困ったな、『悲しみよ こんにちは』(Bonjour Tristesse,1954年)を書評するのかい? たしかにあれはいま読んでもチャーミングな小説、おれだって、もしも十七歳の美少女の友達がいたなら、彼女の誕生日に、香水かなんかに添えてプレゼントするかもしれないけれど。でもね、おれにとってはサガンには「もうひとつの」傑作があって、それは1991年彼女が五十六歳のときに発表した『逃げ道』(Les Faux-Fuyants)っていうコメディでね、それはサガンの主たる作品の系統からはまったくもって外れているけれど、それでいてけっして忘れられない異色の作品なんだ。コメディなんだ、しかも1940年というフランスにとってトラウマのように記憶されている戦時下の最悪の年において、四人のプチブルジョワが、農民や白痴と出会い、階級崩壊的な爆笑を引き起こしてゆく。もしもその『逃げ道』に、フランソワーズ・サガンっていう署名じゃなくて、世の中のみんながまだ知らない未知の名前が添えてあったならば、いまごろはブロードウェイの大ヒットで、日本じゃ劇団四季が芝居にかけてるんじゃないかしら。逆に言えば、サガンという名前で損してしまっている。

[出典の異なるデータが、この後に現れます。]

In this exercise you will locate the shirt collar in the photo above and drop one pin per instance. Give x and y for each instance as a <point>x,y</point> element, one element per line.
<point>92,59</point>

ほら、サガンの大半の作品は、主題は愛と孤独で、それが三角関係のなかで描かれる。したがって〈タイプの違うふたりの男のあいだで、揺れ動く女心〉という感じの展開になる。もちろん構成がかっちりできていて、人物たちはつねに円滑に動き、しかもサガンは要所要所で詩情にあふれた警句を使い、文章を引き締めている。したがってどれを読んでもおもしろい。ただし悪く言えば、すべて男と女の三角関係、ワンパターンだ。ところが『逃げ道』(訳・河野万里子 新潮文庫刊)はそういうラインからまったくもって外れていてね。この機会にこの傑作に触れないなんて、あまりに惜しい。では、こうしよう、このさいふたつの作品をセットで紹介しよう、そうするとそのふたつの作品の「あいだ」に彼女のほぼすべての作品が収まるし、書いてるおれもたのしいし、読者のあなたも、このレヴューでサガン通になれる。うん、いい考え。では、はじめましょう、まずデビュー作の『悲しみよ こんにちは』から。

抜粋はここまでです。